Core Concepts
A Q-learning-based opportunistic communication protocol that reduces 4G communication costs while maintaining data latency requirements in real-time mobile air quality monitoring systems.
Abstract
The paper focuses on real-time mobile air quality monitoring systems that rely on devices installed on vehicles. The authors investigate an opportunistic communication model where devices can send measured data directly to an air quality server through a 4G communication channel or via Wi-Fi to adjacent devices or Road Side Units (RSUs) deployed along the roads.
The key highlights are:
The authors propose a Q-learning-based offloading scheme that aims to reduce 4G communication costs while ensuring data latency requirements are met. Each air quality monitoring device is considered an agent that maintains a Q-table to determine the optimal action (keep data locally, send to server, send to RSU, or relay to neighbor device) at each time slot.

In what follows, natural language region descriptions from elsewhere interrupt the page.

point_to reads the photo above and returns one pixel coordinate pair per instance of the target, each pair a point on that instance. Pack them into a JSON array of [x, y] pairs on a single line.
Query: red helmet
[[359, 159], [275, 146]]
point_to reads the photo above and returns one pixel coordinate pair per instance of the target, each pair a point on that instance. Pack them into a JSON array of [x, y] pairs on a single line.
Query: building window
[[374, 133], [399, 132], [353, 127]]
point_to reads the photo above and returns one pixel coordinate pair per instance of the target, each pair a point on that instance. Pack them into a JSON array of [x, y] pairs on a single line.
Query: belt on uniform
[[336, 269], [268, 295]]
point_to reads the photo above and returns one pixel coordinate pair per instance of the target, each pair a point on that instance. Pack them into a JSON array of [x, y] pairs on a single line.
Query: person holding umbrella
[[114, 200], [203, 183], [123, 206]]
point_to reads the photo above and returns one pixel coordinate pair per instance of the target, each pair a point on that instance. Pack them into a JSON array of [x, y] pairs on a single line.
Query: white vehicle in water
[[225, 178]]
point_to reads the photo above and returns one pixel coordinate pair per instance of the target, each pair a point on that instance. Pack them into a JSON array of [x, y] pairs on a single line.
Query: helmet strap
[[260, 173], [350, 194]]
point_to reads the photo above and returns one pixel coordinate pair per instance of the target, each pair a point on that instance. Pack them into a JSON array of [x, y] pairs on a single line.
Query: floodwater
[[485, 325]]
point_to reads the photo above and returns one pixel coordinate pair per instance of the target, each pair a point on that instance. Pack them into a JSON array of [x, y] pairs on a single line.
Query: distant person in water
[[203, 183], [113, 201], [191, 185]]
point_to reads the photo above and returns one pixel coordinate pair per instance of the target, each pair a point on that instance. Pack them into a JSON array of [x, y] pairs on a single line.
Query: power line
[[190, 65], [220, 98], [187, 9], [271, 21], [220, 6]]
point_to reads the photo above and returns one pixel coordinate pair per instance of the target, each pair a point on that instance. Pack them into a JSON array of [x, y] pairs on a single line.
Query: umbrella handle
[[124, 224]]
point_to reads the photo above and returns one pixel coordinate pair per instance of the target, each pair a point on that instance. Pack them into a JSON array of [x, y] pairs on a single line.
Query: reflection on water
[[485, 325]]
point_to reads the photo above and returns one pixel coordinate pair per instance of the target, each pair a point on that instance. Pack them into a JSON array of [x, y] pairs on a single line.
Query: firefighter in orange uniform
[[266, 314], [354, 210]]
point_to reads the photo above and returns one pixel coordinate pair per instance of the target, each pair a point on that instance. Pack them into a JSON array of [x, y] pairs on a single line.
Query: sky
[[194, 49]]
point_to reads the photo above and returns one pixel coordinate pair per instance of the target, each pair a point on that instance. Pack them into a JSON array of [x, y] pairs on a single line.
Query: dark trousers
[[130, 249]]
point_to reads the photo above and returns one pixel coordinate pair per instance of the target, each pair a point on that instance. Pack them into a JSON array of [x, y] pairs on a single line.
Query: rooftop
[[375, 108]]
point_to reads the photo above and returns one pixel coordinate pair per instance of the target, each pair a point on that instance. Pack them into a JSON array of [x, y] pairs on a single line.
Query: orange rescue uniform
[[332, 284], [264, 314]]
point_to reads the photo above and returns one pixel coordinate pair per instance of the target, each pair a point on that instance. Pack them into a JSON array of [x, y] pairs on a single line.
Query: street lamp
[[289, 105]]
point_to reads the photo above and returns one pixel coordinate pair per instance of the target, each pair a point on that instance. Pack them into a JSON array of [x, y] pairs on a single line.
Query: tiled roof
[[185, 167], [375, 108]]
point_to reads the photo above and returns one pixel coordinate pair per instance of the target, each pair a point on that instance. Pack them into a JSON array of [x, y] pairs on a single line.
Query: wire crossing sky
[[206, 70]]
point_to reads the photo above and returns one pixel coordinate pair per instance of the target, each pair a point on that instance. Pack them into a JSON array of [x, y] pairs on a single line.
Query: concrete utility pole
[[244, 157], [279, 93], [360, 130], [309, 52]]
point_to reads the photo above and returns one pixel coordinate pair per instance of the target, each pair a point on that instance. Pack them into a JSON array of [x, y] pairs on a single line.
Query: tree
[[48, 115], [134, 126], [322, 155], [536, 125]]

The reward function is designed to encourage actions that reduce 4G communication while ensuring the data latency constraint is satisfied. It considers factors like the device's remaining capacity, elapsed time since data collection, and relative capacity of neighboring devices.
Extensive experiments are conducted using real bus trajectory data. The results show the proposed Q-learning method can reduce 4G communication costs by 40-50% while keeping the latency of 99.5% of packets below the required threshold, outperforming baseline fixed-probability offloading strategies.
The authors also analyze the impact of packet generation interval and data latency threshold on the performance and communication cost, demonstrating the flexibility and effectiveness of the Q-learning approach.
Stats
The experiment results show that the proposed Q-learning method can reduce 4G communication costs by 40-50% while keeping the latency of 99.5% of packets below the required threshold.
Quotes
"Our reward function is designed to encourage actions that reduce 4G communication cost while ensuring the data latency constraint."
"The experiment results show that our offloading method significantly cuts down around 40-50% of the 4G communication cost while keeping the latency of 99.5% packets smaller than the required threshold."